Cambridge University researchers have developed a new method for testing cognitive decline in mice with Huntington disease by using an automated touch screen. This screen is intended to allow researchers to study more effectively the cognitive difficulties in Huntington’s disease and other neurodegenerative disorders such as in Alzheimer’s and CJD. Here’s is a scoop from Cambridge University:
The automated screen developed by Cambridge scientists provides a simple means of assessing cognition, in a way that requires minimal movement on the part of the mouse. The mouse makes its response by touching its nose to the touch-sensitive screen. This means that the HD mice can complete the task, despite motor problems.
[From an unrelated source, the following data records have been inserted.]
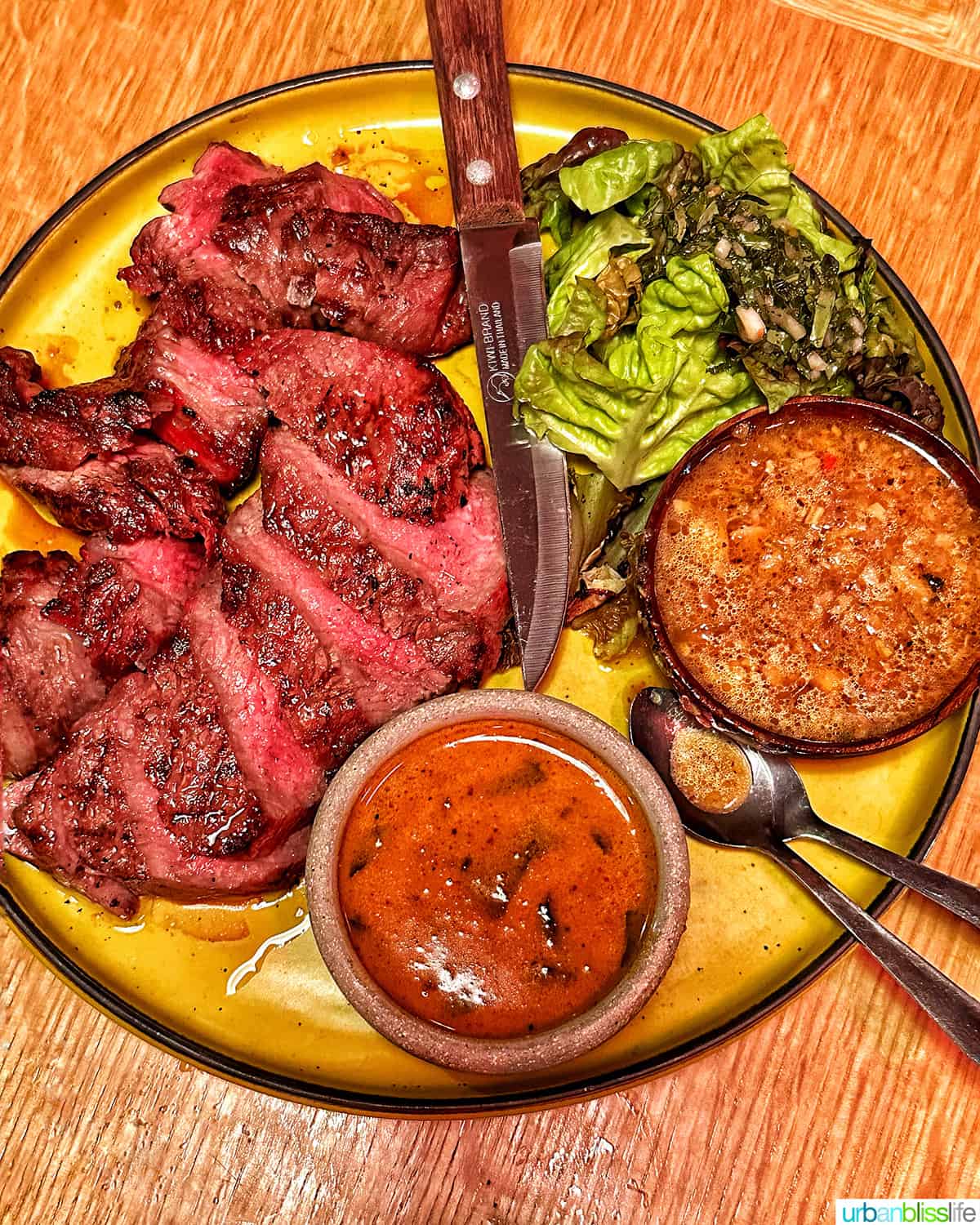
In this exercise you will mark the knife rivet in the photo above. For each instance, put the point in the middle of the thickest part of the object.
(479, 172)
(466, 86)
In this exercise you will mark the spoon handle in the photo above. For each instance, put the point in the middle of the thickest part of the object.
(953, 1009)
(958, 897)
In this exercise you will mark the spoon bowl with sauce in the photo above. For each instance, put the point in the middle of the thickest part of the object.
(810, 576)
(734, 794)
(497, 881)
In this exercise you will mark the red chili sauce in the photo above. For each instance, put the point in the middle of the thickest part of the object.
(818, 577)
(497, 877)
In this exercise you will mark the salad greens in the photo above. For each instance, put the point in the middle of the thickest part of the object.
(688, 286)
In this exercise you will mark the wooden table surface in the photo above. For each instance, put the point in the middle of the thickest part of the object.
(845, 1092)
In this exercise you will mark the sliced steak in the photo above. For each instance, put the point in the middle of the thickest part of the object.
(314, 690)
(59, 428)
(179, 247)
(296, 495)
(286, 776)
(201, 402)
(391, 423)
(47, 678)
(68, 630)
(256, 247)
(124, 600)
(149, 798)
(456, 565)
(386, 674)
(360, 274)
(144, 490)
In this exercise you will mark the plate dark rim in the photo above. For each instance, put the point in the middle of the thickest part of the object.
(576, 1090)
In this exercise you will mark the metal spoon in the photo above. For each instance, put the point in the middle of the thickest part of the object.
(777, 810)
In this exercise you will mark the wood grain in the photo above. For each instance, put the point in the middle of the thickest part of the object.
(467, 39)
(948, 29)
(848, 1090)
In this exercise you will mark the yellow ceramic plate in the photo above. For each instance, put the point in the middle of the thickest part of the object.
(242, 989)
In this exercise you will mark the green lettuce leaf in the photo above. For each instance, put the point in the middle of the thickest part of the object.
(801, 216)
(751, 158)
(615, 176)
(651, 392)
(586, 255)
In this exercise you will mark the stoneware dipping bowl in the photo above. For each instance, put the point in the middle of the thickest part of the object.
(572, 1038)
(693, 695)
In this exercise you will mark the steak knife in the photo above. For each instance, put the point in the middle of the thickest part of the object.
(501, 254)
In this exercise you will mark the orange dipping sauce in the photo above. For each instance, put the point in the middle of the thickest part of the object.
(497, 877)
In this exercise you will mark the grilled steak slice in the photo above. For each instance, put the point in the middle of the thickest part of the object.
(456, 565)
(144, 490)
(360, 274)
(286, 776)
(314, 691)
(179, 247)
(298, 509)
(385, 674)
(47, 678)
(124, 600)
(201, 402)
(391, 423)
(257, 247)
(60, 428)
(149, 798)
(68, 630)
(20, 379)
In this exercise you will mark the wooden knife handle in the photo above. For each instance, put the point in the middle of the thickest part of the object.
(474, 100)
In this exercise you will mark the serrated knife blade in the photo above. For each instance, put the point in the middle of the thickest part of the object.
(501, 254)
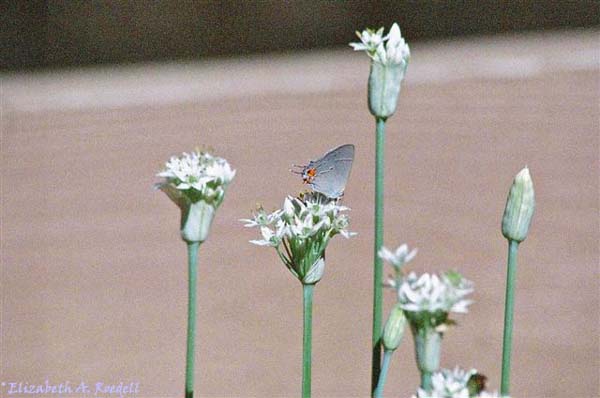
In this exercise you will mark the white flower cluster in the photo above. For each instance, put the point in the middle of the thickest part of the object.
(300, 233)
(432, 293)
(199, 174)
(452, 384)
(391, 49)
(300, 220)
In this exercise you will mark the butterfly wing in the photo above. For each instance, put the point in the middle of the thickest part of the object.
(333, 170)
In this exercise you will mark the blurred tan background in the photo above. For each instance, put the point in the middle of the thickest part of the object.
(93, 277)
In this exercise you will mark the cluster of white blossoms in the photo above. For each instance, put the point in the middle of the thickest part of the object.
(300, 232)
(199, 175)
(432, 293)
(453, 384)
(196, 183)
(391, 49)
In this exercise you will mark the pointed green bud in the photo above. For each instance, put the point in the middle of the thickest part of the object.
(519, 207)
(394, 329)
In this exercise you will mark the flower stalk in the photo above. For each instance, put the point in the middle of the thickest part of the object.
(196, 182)
(300, 233)
(389, 59)
(307, 340)
(378, 243)
(516, 221)
(191, 325)
(387, 356)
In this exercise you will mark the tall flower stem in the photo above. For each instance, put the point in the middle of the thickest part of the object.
(426, 381)
(513, 247)
(307, 340)
(191, 332)
(377, 262)
(387, 356)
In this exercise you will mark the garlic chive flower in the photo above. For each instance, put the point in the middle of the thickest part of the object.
(452, 384)
(300, 232)
(196, 182)
(370, 41)
(435, 294)
(389, 60)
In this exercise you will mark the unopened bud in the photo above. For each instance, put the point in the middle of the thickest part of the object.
(394, 329)
(519, 207)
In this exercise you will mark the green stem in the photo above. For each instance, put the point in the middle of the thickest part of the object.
(509, 304)
(191, 332)
(387, 356)
(377, 269)
(426, 381)
(307, 340)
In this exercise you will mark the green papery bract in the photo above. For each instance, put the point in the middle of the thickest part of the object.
(428, 345)
(196, 219)
(384, 88)
(426, 319)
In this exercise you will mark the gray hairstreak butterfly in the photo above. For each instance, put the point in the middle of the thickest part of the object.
(328, 175)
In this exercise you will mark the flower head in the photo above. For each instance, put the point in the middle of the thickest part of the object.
(453, 384)
(389, 60)
(391, 49)
(196, 182)
(448, 384)
(370, 40)
(435, 294)
(198, 176)
(300, 232)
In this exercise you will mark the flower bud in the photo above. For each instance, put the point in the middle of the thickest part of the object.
(519, 207)
(394, 329)
(384, 88)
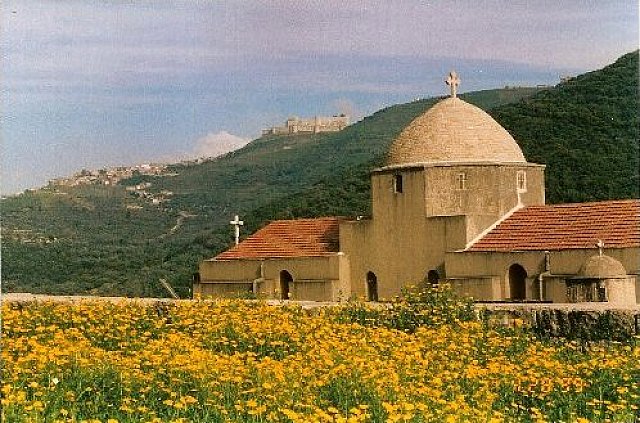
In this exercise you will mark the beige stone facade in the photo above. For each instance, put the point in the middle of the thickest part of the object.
(457, 202)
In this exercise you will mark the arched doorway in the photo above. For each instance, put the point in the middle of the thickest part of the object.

Other benefits are that it is less labour intensive, less time consuming and less stressful for mice, compared to traditional testing methods. Given the difficulties associated with these traditional methods, progress to date in trialling new treatments for cognitive deficits has been slow with contract research organisations understandably reluctant to engage with such research. Given the ease of use of the touch screen system, it is hoped this will change.
Dr Jenny Morton, Dr Lisa Saksida and Dr Tim Bussey from the Departments of Pharmacology and Experimental Psychology at the University of Cambridge, who led the research, tested normal mice and mice carrying the HD gene mutation. The task set was a choice between two visual stimuli on a touch-sensitive computer screen. If a mouse touched the correct stimulus, it was rewarded with food pellets; if it touched the incorrect stimulus, the lights went out and the mouse did not get a reward.
Both normal and HD mice learnt to touch the correct stimulus with their noses and were able to learn the correct stimulus to obtain a reward by day 10.
The researchers also demonstrated that when the stimuli were reversed (so the stimulus that had previously been correct was now incorrect), HD mice struggled with the task although younger HD mice, who had not progressed as far in the disease, eventually learned it. When the mice were then presented with a new pair of stimuli, this proved too difficult even for the younger HD mice.
Importantly, and where the screen is so valuable, all the HD mice were physically able to complete the task (i.e. they were able physically to touch the screen and obtain rewards, even though their responses were often incorrect). This indicates that their poor cognitive performance was not secondary to motor impairments. It also confirms that mice with HD have cognitive problems that worsen with increasing age.